The Iranian government says that its program is to produce nuclear power, not weapons. UN inspectors have yet to report any concrete evidence of a weapons program in Iran. America's spies agree. According to a Washington Post article last year, the administration's most recent National Intelligence Estimate on Iran concluded that the country is at least a decade away from obtaining "the key ingredient for a nuclear weapon."

That's certainly not true of the U.S.--which has by far the largest nuclear arsenal in the world, and dominates the international arms trade. Yet U.S. officials complain that Iran is the threat to peace.

Iran's move last week only begins research, not full-scale production, for power-plant reactor fuel. Nevertheless, George Bush and his administration are organizing to get members of the UN Security Council to take action against Iran--and they now have Germany's new conservative Chancellor Angela Merkel in their corner.

U.S. officials were meeting with diplomats from other permanent members of the UN Security Council--Britain, China, France and Russia--in the hopes of lining up a vote this week. In particular, the U.S. is leaning on Russia and China to take a harder line on Iran--while implying, as George Bush has repeatedly, that military action is an open possibility.

There was a heated confrontation over Iran's nuclear program last November, which ended in an agreement for further talks between Iran and European Union (EU) countries.
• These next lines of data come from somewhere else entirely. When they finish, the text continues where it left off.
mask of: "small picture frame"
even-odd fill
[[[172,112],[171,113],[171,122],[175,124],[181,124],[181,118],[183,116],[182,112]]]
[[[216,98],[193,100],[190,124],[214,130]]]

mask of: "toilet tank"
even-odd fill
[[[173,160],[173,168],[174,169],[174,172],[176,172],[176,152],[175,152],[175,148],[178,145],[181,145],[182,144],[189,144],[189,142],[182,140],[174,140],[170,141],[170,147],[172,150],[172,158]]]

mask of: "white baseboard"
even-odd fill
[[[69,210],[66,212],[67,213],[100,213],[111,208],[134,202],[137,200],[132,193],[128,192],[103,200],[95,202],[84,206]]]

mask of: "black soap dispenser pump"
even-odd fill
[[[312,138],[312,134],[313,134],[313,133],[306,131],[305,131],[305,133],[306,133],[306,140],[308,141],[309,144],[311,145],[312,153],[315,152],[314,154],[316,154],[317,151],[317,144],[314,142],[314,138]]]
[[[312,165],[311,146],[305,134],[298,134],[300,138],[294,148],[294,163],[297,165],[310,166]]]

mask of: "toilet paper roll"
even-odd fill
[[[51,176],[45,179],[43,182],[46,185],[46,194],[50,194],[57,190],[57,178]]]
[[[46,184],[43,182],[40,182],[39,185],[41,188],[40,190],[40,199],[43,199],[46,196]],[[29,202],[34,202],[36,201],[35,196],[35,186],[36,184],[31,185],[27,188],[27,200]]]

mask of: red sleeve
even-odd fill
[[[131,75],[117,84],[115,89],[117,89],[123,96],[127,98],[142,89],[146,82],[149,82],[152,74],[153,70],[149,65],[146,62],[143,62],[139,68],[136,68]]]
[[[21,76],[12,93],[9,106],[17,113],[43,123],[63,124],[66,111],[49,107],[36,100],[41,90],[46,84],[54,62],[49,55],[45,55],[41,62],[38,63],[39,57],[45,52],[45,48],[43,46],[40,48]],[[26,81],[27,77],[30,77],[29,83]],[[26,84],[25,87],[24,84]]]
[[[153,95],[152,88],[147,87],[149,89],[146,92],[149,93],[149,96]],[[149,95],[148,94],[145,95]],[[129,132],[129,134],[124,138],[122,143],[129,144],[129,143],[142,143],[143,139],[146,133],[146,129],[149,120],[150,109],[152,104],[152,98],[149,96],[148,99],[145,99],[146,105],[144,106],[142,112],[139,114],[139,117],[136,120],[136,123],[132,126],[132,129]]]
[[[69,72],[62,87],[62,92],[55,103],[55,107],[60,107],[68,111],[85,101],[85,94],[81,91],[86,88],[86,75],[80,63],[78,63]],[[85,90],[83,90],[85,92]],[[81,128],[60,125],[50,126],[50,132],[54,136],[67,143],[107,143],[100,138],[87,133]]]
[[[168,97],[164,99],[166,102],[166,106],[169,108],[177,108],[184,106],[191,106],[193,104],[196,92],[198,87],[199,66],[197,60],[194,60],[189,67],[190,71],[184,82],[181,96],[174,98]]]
Those negotiations didn't provide the surrender the U.S. demands, so Washington is stepping up its rhetoric again, this time with the support of the EU.

The Bush administration's Republican allies in Congress followed the White House line in issuing dire threats.

But don't expect the "opposition" Democrats to show much opposition. The Democrats' idea of a foreign policy alternative is to quibble over the details of the U.S. occupation of Iraq--and to out-Republican the Republicans in heaping abuse on Iran. Last Sunday, Democratic Sen. Evan Bayh (D-Ind.) matched the administration's tough rhetoric, insisting on CNN that an air strike "would dramatically delay the development" of an Iranian nuclear program.

But it's Iran that has legitimate reasons for fear--not the U.S. It is surrounded by nuclear powers (Russia to the north, Israel to the west, India, Pakistan and China to the east) and bordered by two countries occupied by the U.S. imperialism.

What's more, the U.S. is known to be developing a new generation of "usable" nuclear weapons--low-yield bombs known as "bunker busters" that are designed to penetrate deep enough to destroy underground targets. Last August, Pat Buchanan's American Conservative magazine printed a column by a retired CIA analyst revealing that the Pentagon had plans--ordered by Vice President Dick Cheney--for a retaliatory attack, possibly involving bunker-busters, in the event of "another 9-11-style attack."

If Iran has avoided a U.S. attack so far, one major reason is the success of the anti-occupation resistance in neighboring Iraq--which has tied down U.S. forces. Indeed, Washington has been forced to abandon its plans for a "new" Iraq governed by U.S.-sponsored stooges--and now collaborates with political and religious leaders among Iraq's Shia majority who are closely connected with Iran.

Nevertheless, despite this alliance of convenience, the hawks in Washington--not to mention the right-wing Israeli government--want Iran to pay a price for defying their authority. The threat of war on Iran grows greater with every new confrontation.